I really don't like the Apple TV box as much as the Fire TV box. I used the Apple TV box extensively this summer and it wasn't bad. I've got to get one so I can access my son's iTunes account. He has a lot of movies that he's bought on iTunes. For $69 I can live with it. Once I get HBO NOW on either the Fire TV or my Sammy BD players (not much hope for that), I'll give it to my wife.

Rich


----------



## Steve

HBO Now looks pretty much like HBO Go, at least here:

http://www.apple.com/appletv/hbo-now/


----------



## phodg

As others have said, this might be the push I needed to drop my Premium DirecTV package and just go with a basic package and HBO streaming. It would save me a packet every month.


----------



## Laxguy

Yes, it's for sure now solid on Apple TV. 

What would be interesting to me is: will 4K make an appearance there?


----------



## coolman302003

What I find interesting from reading a article about the service today is HBO is apparently still not handling any of the billing. You won't be buying and submitting your payment info directly to HBO. Rather, you will be billed through your (Apple) iTunes account. HBO has plans to bring on additional "partners" after the exclusivity window ends, and according to the (HBO) company spokesperson, they don't want to handle any of the billing and rather let their partners handle it all.

https://gigaom.com/2015/03/09/hbo-now-price-availability-devices-apple-exclusive/



> Where not to sign up: On HBO Now's home page. This isn't a direct-to-consumer service, which is the biggest difference to Netflix. *HBO still wants others to handle the billing and customer relationships, and has no intention to ask you for your credit card any time soon. "No, a subscription directly through HBO is not something that is currently in our plans," said a HBO spokesperson when I asked her specifically about this.*


Also, for anyone wondering they will allow up to three streams at once.



> *HBO tells us that the $14.99 subscription will allow for streaming on up to three devices at once, with no limit on the number of devices you can have activated. *


http://www.engadget.com/2015/03/09/hbo-now-strings/


----------



## James Long

coolman302003 said:


> What I find interesting from reading a article about the service today is HBO is apparently still not handling any of the billing.

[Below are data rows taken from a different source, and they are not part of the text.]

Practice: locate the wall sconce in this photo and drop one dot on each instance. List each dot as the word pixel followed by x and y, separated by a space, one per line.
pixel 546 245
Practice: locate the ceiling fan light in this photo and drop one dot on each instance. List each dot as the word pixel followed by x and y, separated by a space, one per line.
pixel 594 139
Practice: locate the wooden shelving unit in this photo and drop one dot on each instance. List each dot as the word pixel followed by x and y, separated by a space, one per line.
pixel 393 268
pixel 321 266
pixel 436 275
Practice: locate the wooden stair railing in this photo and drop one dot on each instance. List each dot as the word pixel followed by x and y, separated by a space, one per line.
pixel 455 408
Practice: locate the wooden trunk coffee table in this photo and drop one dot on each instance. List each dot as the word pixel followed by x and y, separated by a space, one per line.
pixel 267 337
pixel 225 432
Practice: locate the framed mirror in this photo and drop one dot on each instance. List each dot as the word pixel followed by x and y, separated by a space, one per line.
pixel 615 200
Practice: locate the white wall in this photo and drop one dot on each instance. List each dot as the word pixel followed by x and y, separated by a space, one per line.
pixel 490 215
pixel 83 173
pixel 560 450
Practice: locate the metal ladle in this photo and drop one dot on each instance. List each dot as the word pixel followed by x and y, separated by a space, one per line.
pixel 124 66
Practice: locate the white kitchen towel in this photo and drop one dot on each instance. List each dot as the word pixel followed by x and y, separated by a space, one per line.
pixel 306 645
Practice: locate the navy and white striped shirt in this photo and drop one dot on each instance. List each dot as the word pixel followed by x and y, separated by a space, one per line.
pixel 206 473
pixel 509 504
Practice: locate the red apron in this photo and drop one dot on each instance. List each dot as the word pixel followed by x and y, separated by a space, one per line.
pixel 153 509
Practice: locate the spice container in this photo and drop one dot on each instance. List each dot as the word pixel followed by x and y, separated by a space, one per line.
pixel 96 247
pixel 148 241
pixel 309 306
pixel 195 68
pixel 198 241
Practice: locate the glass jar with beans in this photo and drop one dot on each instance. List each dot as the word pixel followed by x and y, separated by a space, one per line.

I'm not surprised ... billing and customer service are a pain. Providing a service in bulk to a partner is easier. Let them deal with the individual customers and their problems.


----------



## Rich

Steve said:


> HBO Now looks pretty much like HBO Go, at least here:
> 
> http://www.apple.com/appletv/hbo-now/


Sure does look like HBO GO. Didn't see any sign of boxing, that's disappointing, but it appears to have all the series, that's really my concern.

Rich


----------



## Rich

Laxguy said:


> Yes, it's for sure now solid on Apple TV.
> 
> What would be interesting to me is: will 4K make an appearance there?


Would the present Apple TV be able to handle 4K?

Rich


----------



## Steve

Rich said:


> Would the present Apple TV be able to handle 4K?


Don't own one, but looks like the current Apple TV is 1080p and HDMI 1.4. They'll probably introduce a new ATV device sometime this year. It's overdue for an upgrade.


----------



## Rich

Steve said:


> Don't own one, but looks like the current Apple TV is 1080p and HDMI 1.4. They'll probably introduce a new ATV device sometime this year. It's overdue for an upgrade.


I think I'll wait and see how this shakes out. I really like the streamers I have now and I can wait until the exclusivity period runs out.

Rich


----------



## lparsons21

I doubt the current AppleTVs could do 4K but I would suspect that one will when Apple deems the market 'right' for it.

Picking Apple as the opening partner has irritated some from what I've been reading. But if you are only going to pick one device at the outset, Apple is sure the one to pick. It is a hot brand and the client base has shown a willingness to spend money on their Apple gear. And if Apple is going to do the billing, it makes it a real no-brainer. And at $69 for the AppleTV it is well within impulse buy range.

Rich, if there is no boxing on this new service, then I won't be interested as it is boxing and original content that entices me to subscribe to HBO.


----------



## coolman302003

lparsons21 said:


> Rich, if there is no boxing on this new service, then I won't be interested as it is boxing and original content that entices me to subscribe to HBO.


Sports is listed in the FAQ on thier website. However, you definitely won't be able to watch the boxing live, it will be strictly on demand. There could be a day or more delay for the events and no guarantees every event would be offered. World Championship Boxing events is listed as being offered as part of the official Press Release from Time Warner.



> What is HBO NOW℠?
> 
> HBO NOW℠ is HBO's new standalone premium streaming service that provides instant access to every episode of every season of the best of HBO's award-winning original programming, more of the biggest and latest Hollywood hit movies, groundbreaking documentaries, *sports* and exclusive comedy specials.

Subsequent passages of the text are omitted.